I didn’t really have a plan, just the desire to plant something that would survive the summer and my ‘not-so-green’ thumb.
Last year was our first summer here in TN. Our move from Southern CA had been a huge transition, and occasionally I found myself wondering why we decided to make the cross country move to the land flowing with sweet tea and biscuits.
It is hard to know what to say when asked if I am adjusting.
It wasn’t just the move from my home state, it was moving away from several of our kids and grandkids. The youngest of our six kids was the only one still in the nest. Since he was turning 21 and didn’t want to leave the CA, he decided to not make the move with us.
It was the first time in over 34 years to not have kiddos in our home. That was the bigger adjustment for me, it just happened at the exact time we moved. I wondered if the best years of my life had already been lived. The nest was not only empty, it echoed.
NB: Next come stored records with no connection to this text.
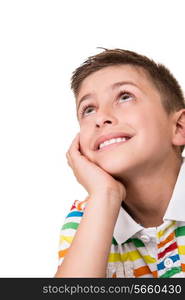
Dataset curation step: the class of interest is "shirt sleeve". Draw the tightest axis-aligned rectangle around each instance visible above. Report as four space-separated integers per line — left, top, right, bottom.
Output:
58 198 88 266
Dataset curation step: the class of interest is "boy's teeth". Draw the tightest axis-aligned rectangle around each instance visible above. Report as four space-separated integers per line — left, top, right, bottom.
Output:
99 137 127 149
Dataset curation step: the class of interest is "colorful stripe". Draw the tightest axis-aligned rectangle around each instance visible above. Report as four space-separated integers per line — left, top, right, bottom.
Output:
158 242 178 259
178 245 185 255
60 235 74 244
160 267 182 278
112 237 118 245
157 221 176 238
134 266 152 277
158 232 174 249
175 226 185 237
59 248 69 258
61 222 79 230
66 211 83 218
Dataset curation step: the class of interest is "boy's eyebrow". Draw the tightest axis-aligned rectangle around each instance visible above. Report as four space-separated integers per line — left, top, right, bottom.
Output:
77 81 140 112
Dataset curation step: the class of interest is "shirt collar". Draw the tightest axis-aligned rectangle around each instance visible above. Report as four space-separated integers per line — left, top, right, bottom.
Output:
113 156 185 245
113 207 143 245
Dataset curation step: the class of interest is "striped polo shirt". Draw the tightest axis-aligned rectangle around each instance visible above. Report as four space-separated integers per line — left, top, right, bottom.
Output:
58 157 185 278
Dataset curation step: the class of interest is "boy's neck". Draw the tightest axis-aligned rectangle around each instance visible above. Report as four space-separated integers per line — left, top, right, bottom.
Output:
120 155 183 228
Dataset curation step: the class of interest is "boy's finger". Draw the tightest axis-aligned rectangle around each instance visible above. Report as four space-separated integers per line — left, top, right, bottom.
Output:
66 151 73 167
68 133 80 154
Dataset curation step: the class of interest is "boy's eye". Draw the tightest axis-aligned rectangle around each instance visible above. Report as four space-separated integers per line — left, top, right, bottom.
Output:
118 91 133 102
79 105 95 117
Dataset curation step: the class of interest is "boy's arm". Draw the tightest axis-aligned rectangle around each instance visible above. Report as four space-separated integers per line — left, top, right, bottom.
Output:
55 188 122 278
55 133 126 277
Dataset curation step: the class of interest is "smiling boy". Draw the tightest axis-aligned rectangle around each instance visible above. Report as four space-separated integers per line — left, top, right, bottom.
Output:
55 49 185 278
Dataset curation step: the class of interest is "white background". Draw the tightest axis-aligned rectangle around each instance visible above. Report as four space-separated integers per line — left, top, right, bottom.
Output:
0 0 185 277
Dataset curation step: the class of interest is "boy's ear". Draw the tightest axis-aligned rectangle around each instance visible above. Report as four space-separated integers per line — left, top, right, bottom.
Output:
172 109 185 147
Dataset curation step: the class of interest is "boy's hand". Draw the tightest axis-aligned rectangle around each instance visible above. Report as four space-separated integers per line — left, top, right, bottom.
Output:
66 133 126 201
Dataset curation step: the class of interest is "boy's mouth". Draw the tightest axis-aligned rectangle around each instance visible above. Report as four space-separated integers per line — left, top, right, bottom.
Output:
94 131 133 151
96 136 132 152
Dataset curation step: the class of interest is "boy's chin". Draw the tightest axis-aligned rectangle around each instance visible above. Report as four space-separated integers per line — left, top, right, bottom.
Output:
88 153 133 176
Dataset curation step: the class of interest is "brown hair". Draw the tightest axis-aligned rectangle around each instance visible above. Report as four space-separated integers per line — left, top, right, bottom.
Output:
71 48 185 153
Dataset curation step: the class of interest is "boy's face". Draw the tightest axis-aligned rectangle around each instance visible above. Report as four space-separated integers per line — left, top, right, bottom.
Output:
76 65 175 178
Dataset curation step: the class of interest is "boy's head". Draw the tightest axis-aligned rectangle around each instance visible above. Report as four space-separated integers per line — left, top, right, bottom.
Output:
70 48 185 177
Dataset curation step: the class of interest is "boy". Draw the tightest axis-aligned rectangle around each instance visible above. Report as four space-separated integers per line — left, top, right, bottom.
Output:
55 48 185 278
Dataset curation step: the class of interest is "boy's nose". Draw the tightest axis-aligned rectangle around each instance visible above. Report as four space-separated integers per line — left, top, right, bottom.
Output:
95 110 117 128
95 119 112 128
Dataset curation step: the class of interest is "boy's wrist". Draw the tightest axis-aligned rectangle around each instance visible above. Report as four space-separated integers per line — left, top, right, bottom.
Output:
89 186 124 204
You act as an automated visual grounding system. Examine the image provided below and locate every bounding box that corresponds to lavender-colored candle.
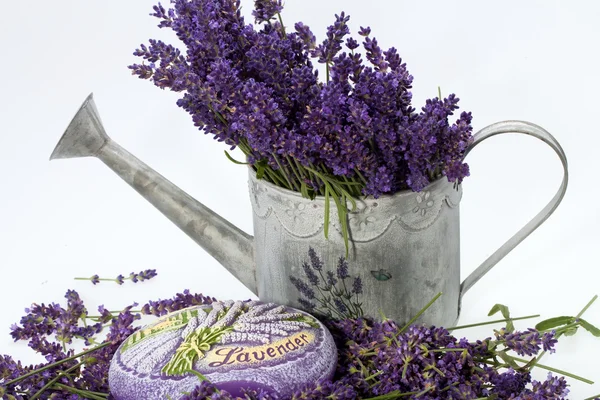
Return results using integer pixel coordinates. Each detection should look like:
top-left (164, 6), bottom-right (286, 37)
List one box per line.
top-left (108, 301), bottom-right (337, 399)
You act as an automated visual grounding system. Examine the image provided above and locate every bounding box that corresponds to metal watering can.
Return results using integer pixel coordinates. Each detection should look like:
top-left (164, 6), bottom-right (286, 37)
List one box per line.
top-left (51, 94), bottom-right (568, 327)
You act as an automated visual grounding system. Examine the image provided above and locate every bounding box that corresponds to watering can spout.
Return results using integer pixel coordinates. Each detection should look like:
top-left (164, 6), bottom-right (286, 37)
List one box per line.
top-left (51, 94), bottom-right (257, 295)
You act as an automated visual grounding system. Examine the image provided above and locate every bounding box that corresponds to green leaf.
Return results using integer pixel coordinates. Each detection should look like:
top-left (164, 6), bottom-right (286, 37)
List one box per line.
top-left (324, 186), bottom-right (330, 239)
top-left (186, 369), bottom-right (210, 382)
top-left (328, 186), bottom-right (349, 257)
top-left (563, 326), bottom-right (579, 336)
top-left (488, 304), bottom-right (514, 332)
top-left (300, 181), bottom-right (309, 199)
top-left (497, 351), bottom-right (520, 369)
top-left (223, 150), bottom-right (249, 165)
top-left (256, 160), bottom-right (267, 180)
top-left (535, 316), bottom-right (574, 331)
top-left (578, 318), bottom-right (600, 337)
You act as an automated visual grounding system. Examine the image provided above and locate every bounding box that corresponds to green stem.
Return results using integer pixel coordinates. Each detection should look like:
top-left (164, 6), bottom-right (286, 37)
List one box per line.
top-left (531, 295), bottom-right (597, 370)
top-left (312, 279), bottom-right (347, 320)
top-left (397, 292), bottom-right (442, 336)
top-left (576, 294), bottom-right (598, 319)
top-left (509, 356), bottom-right (594, 385)
top-left (53, 383), bottom-right (109, 400)
top-left (353, 168), bottom-right (369, 186)
top-left (4, 342), bottom-right (111, 387)
top-left (429, 348), bottom-right (467, 353)
top-left (30, 361), bottom-right (85, 400)
top-left (272, 153), bottom-right (297, 191)
top-left (265, 167), bottom-right (291, 189)
top-left (277, 13), bottom-right (286, 36)
top-left (338, 276), bottom-right (360, 317)
top-left (315, 296), bottom-right (345, 320)
top-left (448, 315), bottom-right (540, 331)
top-left (285, 155), bottom-right (304, 190)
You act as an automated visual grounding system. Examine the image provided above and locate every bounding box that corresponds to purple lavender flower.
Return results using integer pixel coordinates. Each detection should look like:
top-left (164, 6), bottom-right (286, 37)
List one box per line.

As trite as the sentiment is to “Bloom where you are planted”, it actually holds a lot of truth. The need to be PLANTed was becoming more evident.
But, moving when you are older isn’t always easy. You have your favorite stores, produce markets, gatherings. Even the roads you take to see the people you love become so familiar you can almost set your car on cruise control. It is easy to feel comfortable, even when the container becomes a bit cramped.
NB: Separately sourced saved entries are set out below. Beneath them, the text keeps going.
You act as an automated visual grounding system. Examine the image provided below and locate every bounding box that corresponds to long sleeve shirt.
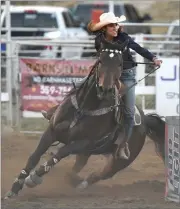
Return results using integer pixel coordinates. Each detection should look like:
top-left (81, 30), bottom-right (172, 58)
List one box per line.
top-left (95, 32), bottom-right (156, 70)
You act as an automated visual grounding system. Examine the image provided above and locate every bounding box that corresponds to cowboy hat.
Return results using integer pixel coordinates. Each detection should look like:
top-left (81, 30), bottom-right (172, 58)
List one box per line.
top-left (88, 12), bottom-right (126, 32)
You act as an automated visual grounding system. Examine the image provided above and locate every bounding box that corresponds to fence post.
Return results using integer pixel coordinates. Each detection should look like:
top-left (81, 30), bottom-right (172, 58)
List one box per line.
top-left (5, 0), bottom-right (13, 126)
top-left (135, 34), bottom-right (146, 110)
top-left (12, 43), bottom-right (21, 131)
top-left (165, 116), bottom-right (180, 203)
top-left (108, 1), bottom-right (114, 13)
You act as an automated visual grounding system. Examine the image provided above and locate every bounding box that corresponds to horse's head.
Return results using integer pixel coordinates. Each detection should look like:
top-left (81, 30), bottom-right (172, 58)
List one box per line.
top-left (96, 36), bottom-right (128, 97)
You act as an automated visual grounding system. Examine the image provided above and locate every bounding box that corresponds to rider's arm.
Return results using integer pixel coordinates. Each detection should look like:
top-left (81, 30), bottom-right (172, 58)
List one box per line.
top-left (120, 33), bottom-right (156, 61)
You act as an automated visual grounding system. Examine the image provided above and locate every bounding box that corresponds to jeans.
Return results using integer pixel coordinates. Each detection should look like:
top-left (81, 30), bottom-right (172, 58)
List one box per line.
top-left (120, 67), bottom-right (136, 142)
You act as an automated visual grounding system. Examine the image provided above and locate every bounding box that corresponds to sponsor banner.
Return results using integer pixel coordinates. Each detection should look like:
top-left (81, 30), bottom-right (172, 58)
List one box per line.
top-left (20, 58), bottom-right (95, 112)
top-left (165, 116), bottom-right (180, 203)
top-left (156, 58), bottom-right (179, 117)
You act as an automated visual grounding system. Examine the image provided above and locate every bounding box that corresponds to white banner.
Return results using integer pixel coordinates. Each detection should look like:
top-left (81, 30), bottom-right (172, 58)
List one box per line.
top-left (156, 58), bottom-right (179, 117)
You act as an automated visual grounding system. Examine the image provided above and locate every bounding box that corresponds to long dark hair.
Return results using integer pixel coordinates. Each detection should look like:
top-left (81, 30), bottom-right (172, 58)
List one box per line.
top-left (94, 26), bottom-right (124, 52)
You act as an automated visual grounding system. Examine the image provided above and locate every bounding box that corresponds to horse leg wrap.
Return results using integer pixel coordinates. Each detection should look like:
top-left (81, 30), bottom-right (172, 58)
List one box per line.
top-left (4, 178), bottom-right (25, 200)
top-left (4, 169), bottom-right (29, 199)
top-left (4, 190), bottom-right (17, 200)
top-left (25, 171), bottom-right (43, 188)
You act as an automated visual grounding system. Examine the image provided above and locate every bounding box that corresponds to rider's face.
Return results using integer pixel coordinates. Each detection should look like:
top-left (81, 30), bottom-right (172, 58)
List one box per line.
top-left (105, 23), bottom-right (119, 38)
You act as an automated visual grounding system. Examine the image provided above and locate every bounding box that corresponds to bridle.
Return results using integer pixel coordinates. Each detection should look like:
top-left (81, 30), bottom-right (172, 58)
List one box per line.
top-left (95, 46), bottom-right (124, 95)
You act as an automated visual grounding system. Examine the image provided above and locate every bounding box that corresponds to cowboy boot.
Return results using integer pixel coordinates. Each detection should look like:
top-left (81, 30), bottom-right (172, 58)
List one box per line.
top-left (115, 137), bottom-right (130, 160)
top-left (117, 122), bottom-right (133, 160)
top-left (115, 127), bottom-right (131, 160)
top-left (118, 142), bottom-right (130, 160)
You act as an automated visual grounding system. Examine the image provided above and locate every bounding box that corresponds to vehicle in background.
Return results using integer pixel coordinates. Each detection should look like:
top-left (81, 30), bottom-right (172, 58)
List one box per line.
top-left (1, 6), bottom-right (89, 58)
top-left (165, 19), bottom-right (179, 41)
top-left (1, 4), bottom-right (6, 78)
top-left (158, 19), bottom-right (179, 56)
top-left (41, 30), bottom-right (89, 59)
top-left (69, 2), bottom-right (152, 35)
top-left (40, 9), bottom-right (89, 59)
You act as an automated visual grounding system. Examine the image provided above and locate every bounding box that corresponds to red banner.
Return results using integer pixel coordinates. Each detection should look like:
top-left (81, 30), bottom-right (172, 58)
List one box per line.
top-left (20, 58), bottom-right (95, 112)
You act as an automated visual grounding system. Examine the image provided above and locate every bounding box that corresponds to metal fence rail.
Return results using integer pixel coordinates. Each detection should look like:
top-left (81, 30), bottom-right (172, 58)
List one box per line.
top-left (1, 22), bottom-right (179, 32)
top-left (2, 39), bottom-right (179, 45)
top-left (1, 32), bottom-right (179, 128)
top-left (1, 13), bottom-right (179, 130)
After I arrived home with my flat of flora, I changed into my overalls, grabbed the garden trowel, and carefully began pulling each little plant from the packaging.
The plants looked great, some had even begun to flower. But the roots!
A swirl of white threads coiled around the inside of each cell in the small container. I needed to do more than just dig a hole and put the flowers in.
They were root-bound, which means the roots had grown around themselves in a circular pattern as if they had been in a tiny whirlpool. The plants were not going to thrive and chances are they might have not survived the season if I hadn’t broken the roots in half from top to bottom, carefully releasing the established pattern so the roots could grow down and out.
Each plant needed that extra step of care in order to produce what it was capable of.
I sat on the grass, looking at one of the purple pansies in my hand.
I was just like that little plant.
Moved from one place to another.
But, more than that, I was root-bound.
I needed to trust the hands of the Master Gardener to break the familiar patterns that kept me from growing roots deep and wide. I needed to be willing to leave the container I had been accustomed to and allow fresh soil to provide the nutrients I needed to grow.
What about you? Have you started planting flowers?
Have you felt root-bound from time to time?
Maybe it is time to break free, start fresh, and not just bloom, but really flourish, where you are planted.
God writes the Gospel not in the Bible alone, but also on trees, and in the flowers and clouds and stars.